Planet Labs founders created a way to quickly build imaging satellites from low-cost PCs running the Ubuntu Linux operating system.

The satellites are being used to take an unprecedented number of pictures of the earth. That data will help climatologists and other scientists study the earth. Planet Labs will also sell the data for commercial uses to imaginative entrepreneurs who need it.

In 2013, the San Francisco-based company launched four test satellites (named Dove 1, Dove 2, Dove 3, Dove 4) and then built a fleet of 28 more (named Flock 1). Flock 1 is waiting at the NASA Wallops Flight Facility to be launched very soon. When they hit orbit, they will be "the largest constellation of Earth imaging satellites ever launched," the co-founders say.

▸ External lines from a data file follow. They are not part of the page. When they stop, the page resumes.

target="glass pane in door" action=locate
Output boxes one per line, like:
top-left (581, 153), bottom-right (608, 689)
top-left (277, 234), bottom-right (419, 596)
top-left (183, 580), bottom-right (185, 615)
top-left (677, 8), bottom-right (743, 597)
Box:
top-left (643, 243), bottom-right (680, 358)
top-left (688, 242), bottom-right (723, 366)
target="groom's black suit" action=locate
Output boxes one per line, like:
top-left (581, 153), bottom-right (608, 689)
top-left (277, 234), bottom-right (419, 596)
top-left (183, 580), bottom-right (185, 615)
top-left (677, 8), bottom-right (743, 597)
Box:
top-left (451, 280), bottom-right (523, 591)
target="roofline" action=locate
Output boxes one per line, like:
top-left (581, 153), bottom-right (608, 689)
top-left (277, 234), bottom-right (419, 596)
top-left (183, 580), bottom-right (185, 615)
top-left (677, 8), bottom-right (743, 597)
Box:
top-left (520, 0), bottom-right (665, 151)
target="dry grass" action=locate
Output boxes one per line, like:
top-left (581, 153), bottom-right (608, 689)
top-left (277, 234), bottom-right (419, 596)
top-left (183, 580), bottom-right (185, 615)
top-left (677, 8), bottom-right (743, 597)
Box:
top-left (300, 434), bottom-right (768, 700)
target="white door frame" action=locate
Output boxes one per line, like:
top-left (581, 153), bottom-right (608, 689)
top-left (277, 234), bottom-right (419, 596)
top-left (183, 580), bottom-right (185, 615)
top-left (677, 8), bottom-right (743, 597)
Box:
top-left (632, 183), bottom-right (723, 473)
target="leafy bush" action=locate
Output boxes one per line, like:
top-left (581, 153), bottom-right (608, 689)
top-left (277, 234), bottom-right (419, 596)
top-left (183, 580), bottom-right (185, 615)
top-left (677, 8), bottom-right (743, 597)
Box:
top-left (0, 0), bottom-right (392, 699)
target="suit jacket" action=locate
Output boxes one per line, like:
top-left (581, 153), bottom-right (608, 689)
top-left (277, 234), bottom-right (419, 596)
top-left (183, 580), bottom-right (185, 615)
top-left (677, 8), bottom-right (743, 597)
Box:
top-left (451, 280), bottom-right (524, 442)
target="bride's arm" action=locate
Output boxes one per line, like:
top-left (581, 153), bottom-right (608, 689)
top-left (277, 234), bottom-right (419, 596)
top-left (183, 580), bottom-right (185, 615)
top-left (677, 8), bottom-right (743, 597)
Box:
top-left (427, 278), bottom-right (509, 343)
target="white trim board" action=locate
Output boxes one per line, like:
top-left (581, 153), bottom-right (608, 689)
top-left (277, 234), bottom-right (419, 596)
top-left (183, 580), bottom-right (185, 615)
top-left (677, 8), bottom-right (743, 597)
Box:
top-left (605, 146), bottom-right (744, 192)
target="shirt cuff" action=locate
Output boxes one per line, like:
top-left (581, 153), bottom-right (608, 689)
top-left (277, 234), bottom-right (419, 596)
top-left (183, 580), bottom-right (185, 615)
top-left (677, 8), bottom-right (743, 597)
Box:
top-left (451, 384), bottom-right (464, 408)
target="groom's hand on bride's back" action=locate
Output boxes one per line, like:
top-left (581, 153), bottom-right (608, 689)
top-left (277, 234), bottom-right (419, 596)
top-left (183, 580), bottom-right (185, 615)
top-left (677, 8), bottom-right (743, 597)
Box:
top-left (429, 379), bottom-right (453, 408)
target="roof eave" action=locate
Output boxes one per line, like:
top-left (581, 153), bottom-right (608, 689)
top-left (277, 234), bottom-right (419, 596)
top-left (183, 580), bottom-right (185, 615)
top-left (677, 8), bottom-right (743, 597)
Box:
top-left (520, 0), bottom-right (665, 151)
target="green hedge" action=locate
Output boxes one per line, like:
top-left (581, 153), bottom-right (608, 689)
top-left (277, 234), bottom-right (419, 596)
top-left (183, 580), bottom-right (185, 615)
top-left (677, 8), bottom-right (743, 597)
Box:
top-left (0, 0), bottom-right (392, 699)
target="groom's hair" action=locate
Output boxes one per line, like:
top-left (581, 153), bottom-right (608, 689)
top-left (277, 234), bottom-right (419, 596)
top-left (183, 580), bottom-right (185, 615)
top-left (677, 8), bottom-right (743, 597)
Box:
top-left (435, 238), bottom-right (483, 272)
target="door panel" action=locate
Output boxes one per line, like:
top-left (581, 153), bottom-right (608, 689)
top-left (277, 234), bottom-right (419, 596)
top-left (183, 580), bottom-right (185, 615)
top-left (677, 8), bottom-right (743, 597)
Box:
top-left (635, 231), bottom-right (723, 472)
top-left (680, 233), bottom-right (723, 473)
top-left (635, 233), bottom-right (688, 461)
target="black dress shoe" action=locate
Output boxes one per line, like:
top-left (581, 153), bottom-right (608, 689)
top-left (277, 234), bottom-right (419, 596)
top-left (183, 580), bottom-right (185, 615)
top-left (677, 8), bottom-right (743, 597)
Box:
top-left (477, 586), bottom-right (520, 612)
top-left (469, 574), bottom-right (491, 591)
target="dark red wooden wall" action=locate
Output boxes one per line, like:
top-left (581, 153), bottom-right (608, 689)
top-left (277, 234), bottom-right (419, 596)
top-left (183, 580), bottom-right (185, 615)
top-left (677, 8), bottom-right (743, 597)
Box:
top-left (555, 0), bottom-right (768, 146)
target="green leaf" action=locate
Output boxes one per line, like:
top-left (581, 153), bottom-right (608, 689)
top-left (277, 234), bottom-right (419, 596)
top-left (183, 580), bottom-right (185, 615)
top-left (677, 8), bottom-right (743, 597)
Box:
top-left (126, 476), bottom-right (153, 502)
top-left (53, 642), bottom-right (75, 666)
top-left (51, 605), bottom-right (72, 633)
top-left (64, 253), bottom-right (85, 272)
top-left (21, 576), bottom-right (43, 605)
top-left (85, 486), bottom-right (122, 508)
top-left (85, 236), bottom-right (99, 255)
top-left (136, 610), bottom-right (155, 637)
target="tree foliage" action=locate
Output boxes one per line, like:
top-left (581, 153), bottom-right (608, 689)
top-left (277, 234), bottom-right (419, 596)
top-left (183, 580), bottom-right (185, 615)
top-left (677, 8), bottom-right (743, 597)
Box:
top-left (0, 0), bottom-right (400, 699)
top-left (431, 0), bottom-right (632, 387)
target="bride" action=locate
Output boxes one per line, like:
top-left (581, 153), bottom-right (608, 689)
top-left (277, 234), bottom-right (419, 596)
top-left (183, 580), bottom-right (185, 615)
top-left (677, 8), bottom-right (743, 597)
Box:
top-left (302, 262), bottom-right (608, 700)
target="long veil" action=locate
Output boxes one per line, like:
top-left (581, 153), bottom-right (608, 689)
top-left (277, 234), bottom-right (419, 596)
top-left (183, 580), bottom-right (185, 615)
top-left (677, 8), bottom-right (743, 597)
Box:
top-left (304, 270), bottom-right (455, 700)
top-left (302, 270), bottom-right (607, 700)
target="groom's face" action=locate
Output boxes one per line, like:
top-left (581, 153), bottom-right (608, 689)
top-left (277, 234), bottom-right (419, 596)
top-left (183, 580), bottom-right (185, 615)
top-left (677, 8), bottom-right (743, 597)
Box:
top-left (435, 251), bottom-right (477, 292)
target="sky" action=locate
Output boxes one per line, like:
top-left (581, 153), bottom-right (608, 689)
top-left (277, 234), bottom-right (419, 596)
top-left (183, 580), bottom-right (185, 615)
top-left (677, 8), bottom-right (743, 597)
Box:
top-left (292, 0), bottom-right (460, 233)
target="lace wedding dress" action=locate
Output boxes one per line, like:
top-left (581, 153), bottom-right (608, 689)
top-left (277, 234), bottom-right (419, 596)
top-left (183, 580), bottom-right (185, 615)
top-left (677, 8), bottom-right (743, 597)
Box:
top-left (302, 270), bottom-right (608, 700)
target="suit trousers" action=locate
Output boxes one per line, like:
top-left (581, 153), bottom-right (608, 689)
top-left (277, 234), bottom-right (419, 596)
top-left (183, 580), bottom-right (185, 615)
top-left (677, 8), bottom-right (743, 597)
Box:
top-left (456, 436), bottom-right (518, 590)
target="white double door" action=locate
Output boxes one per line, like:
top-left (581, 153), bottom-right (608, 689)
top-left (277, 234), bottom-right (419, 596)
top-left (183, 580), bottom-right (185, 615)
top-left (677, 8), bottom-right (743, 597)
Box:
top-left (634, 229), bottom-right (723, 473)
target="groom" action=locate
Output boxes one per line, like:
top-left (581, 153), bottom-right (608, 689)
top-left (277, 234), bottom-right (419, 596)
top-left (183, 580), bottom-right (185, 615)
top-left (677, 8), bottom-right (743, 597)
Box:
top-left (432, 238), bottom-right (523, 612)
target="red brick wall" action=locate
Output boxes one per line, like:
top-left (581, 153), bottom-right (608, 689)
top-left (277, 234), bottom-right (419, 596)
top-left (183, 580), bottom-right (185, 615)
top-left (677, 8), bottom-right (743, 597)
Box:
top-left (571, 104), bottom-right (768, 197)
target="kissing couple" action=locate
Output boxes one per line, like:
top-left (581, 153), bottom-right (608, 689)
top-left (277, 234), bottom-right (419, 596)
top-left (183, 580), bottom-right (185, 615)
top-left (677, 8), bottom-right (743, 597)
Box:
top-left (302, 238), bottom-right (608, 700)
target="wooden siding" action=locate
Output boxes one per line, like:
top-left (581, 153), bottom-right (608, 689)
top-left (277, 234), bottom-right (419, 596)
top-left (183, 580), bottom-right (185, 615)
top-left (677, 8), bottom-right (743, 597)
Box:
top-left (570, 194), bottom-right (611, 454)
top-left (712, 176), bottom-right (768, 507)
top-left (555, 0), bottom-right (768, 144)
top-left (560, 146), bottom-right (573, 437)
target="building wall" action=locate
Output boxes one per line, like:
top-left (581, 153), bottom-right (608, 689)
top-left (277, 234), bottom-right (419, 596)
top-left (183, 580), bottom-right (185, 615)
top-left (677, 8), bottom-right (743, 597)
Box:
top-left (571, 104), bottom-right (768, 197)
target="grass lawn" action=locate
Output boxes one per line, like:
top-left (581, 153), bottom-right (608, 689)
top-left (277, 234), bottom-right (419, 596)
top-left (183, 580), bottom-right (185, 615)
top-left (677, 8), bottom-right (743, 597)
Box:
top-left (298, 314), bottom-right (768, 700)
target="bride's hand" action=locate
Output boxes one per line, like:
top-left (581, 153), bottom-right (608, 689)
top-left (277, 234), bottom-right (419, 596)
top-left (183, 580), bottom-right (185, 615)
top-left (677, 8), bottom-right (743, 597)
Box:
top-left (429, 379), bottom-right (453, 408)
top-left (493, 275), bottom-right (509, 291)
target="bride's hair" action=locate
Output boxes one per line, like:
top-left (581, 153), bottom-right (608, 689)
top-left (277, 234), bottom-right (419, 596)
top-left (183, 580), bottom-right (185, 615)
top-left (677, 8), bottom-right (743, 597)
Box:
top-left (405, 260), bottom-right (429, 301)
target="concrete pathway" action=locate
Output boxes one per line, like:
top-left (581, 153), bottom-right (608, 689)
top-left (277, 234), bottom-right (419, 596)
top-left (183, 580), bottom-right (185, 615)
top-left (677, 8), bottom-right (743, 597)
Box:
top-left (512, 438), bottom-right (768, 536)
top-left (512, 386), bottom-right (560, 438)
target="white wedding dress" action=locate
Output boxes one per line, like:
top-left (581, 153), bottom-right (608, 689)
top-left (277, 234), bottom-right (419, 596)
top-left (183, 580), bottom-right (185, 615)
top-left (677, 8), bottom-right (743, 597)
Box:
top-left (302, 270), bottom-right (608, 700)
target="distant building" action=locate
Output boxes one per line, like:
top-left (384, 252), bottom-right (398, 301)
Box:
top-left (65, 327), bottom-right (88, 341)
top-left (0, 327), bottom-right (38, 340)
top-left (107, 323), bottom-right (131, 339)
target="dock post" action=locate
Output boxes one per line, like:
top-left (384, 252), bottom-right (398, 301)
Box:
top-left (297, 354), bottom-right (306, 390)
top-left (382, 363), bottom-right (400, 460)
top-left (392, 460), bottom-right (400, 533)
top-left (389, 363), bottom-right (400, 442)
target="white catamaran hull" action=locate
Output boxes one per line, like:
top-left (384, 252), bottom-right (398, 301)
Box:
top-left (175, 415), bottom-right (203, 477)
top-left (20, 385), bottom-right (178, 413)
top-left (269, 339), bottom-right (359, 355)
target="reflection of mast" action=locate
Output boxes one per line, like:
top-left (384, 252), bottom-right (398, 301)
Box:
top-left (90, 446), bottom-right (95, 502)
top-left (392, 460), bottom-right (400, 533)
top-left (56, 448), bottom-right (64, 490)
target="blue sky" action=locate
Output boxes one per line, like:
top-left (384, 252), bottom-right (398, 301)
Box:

"Most people spend years building any one satellite. We, at the max, spent months building this fleet of satellites," co-founder Will Marshall told Business Insider. "We won’t tell what it cost us … a much lower cost than a typical satellite or it wouldn’t be possible to build so many."

Once the Fleet is launched it should be possible, for the first time, to just about see the whole globe at once.

Planet Labs shared some pictures with us.

Here's a good look at a Planet Labs satellite, a member of the largest ever fleet of imaging satellites.



Production manager Chester Gillmore assembling a satellite with a screwdriver.



Engineer Ben Howard is testing a satellite. It took less than six months to build 28 of them.